Big-thinking gurus often argue that we have moved from the agricultural economy to the industrial economy to the data economy. It is certainly true that more and more of our economy is coordinated through data and information systems. However, outside of the information and software industry itself, it’s only over the last decade or so that data-based products and services really started to take off. The impact goes beyond previous roles for data and analytics; instead of slowly improving back-office decisions, the data economy promises new business models and revenue sources, entirely new operational and decision processes, and a dramatically accelerated timescale for businesses.
Around the turn of the 21st century, as the Internet became an important consumer and business resource, online firms including Google, Yahoo, eBay, and Amazon began to create new products and services for customers based on data and analytics. Google’s search algorithms, Amazon’s product recommendations, and eBay’s fraud detection approaches are examples of these offerings. A little later in the decade, network-oriented firms including Facebook and LinkedIn offered services and features based on network data and analytics—from “People You May Know” at LinkedIn to “Custom Audiences” for targeted ads at Facebook.
These online and network-oriented firms created the technologies and management approaches we now call “big data,” but they also demonstrated how to participate in the data economy. In those companies, data and analytics are not just an adjunct to the business, but the business itself. As large firms in other industries also adopt big data and integrate it with their previous approaches to data management and analytics, they too can begin to develop products and services based on data and analytics, and enter the data economy. No company—even those in traditional industries—can afford to ignore the opportunity to participate in the data economy. GE is one of the early adopters of this approach among industrial firms. It is placing sensors in “things that spin” such as jet engines, gas turbines, and locomotives, and redesigning service approaches based on the resulting data and analysis. Since half of GE’s revenues in these businesses come from services, the data economy becomes critical to GE’s success.
“Analytics 3.0” is an appropriate name for this next evolution of the analytics environment, since it follows upon two earlier generations of analytics use within organizations. It represents a new set of opportunities presented by the data economy, and a new set of management approaches at the intersection of traditional analytics and big data.
ANALYTICS 1.0—TRADITIONAL ANALYTICS
Analytics, of course, are not a new idea. To be sure, there has been a recent explosion of interest in the topic, but for the first half-century of activity, the way analytics were pursued in most organizations didn’t change that much. This Analytics 1.0 period predominated for half a century from the mid-1950s (when UPS initiated the first corporate analytics group in the U.S.) to the mid-2000s, when online firms began innovating with data.

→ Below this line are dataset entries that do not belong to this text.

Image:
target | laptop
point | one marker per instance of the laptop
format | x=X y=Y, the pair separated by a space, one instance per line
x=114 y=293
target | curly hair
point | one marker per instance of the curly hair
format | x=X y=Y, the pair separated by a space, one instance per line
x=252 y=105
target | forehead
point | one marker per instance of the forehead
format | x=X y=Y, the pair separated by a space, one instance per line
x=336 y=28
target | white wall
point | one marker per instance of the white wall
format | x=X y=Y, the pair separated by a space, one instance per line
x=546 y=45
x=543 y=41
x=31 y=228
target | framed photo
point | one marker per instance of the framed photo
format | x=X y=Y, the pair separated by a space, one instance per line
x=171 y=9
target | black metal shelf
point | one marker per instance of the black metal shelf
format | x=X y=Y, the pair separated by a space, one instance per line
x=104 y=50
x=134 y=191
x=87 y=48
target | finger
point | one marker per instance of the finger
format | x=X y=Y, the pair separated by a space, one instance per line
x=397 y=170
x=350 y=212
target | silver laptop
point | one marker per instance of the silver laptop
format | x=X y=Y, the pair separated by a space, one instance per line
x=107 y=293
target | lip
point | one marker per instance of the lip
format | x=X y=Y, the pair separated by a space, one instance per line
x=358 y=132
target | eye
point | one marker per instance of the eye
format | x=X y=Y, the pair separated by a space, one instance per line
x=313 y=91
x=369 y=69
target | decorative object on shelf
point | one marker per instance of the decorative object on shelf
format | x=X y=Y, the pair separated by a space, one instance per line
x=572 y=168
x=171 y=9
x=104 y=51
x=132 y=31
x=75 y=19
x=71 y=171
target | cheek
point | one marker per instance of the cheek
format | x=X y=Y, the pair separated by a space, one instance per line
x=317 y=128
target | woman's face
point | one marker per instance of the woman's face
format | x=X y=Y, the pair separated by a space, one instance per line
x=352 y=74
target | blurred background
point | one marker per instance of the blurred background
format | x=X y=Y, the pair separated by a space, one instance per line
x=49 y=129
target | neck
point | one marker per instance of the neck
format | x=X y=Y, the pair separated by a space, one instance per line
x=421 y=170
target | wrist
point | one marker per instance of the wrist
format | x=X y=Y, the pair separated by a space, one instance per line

Of course, firms in traditional offline industries continued with Analytics 1.0 approaches for a longer period, and some organizations still employ them today. Analytics 1.0 was characterized by the following attributes:
Data sources were relatively small and structured, and came from internal systems;
The great majority of analytical activity was descriptive analytics, or reporting;
Creating analytical models was a “batch” process often requiring several months;
Quantitative analysts were segregated from business people and decisions in “back rooms”;
Very few organizations “competed on analytics”—for most, analytics were marginal to their strategy.
From a technology perspective, this was the era of the enterprise data warehouse and the data mart. Data was small enough in volume to be segregated in separate locations for analysis. This approach was successful, and many enterprise data warehouses became uncomfortably large because of the number of data sets contained in them. However, preparing an individual data set for inclusion in a warehouse was difficult, requiring a complex ETL (extract, transform, and load) process. For data analysis, most organizations used proprietary BI and analytics “packages” that had a number of functions from which to select. More than 90% of the analysis activity involved descriptive analytics, or some form of reporting.
The Analytics 1.0 ethos was internal, painstaking, backward-looking, and slow. Data was drawn primarily from internal transaction systems, and addressed well-understood domains like customer and product information. Reporting processes only focused on the past, with no explanation or prediction. Any statistical analyses often required weeks or months. Relationships between analysts and decision-makers were often distant, meaning that analytical results often didn’t meet executives’ requirements, and decisions were made on experience and intuition. Analysts spent much of their time preparing data for analysis, and relatively little time on the quantitative analysis itself.
ANALYTICS 2.0—BIG DATA
Starting in the mid-2000s, the world began to take notice of big data (though the term only came into vogue around 2010), and this period marked the beginning of the Analytics 2.0 era. The period began with the exploitation of online data in Internet-based and social network firms, both of which involved massive amounts of fast-moving data. Big data and analytics in those firms not only informed internal decisions in those organizations, but also formed the basis for customer-facing products, services, and features.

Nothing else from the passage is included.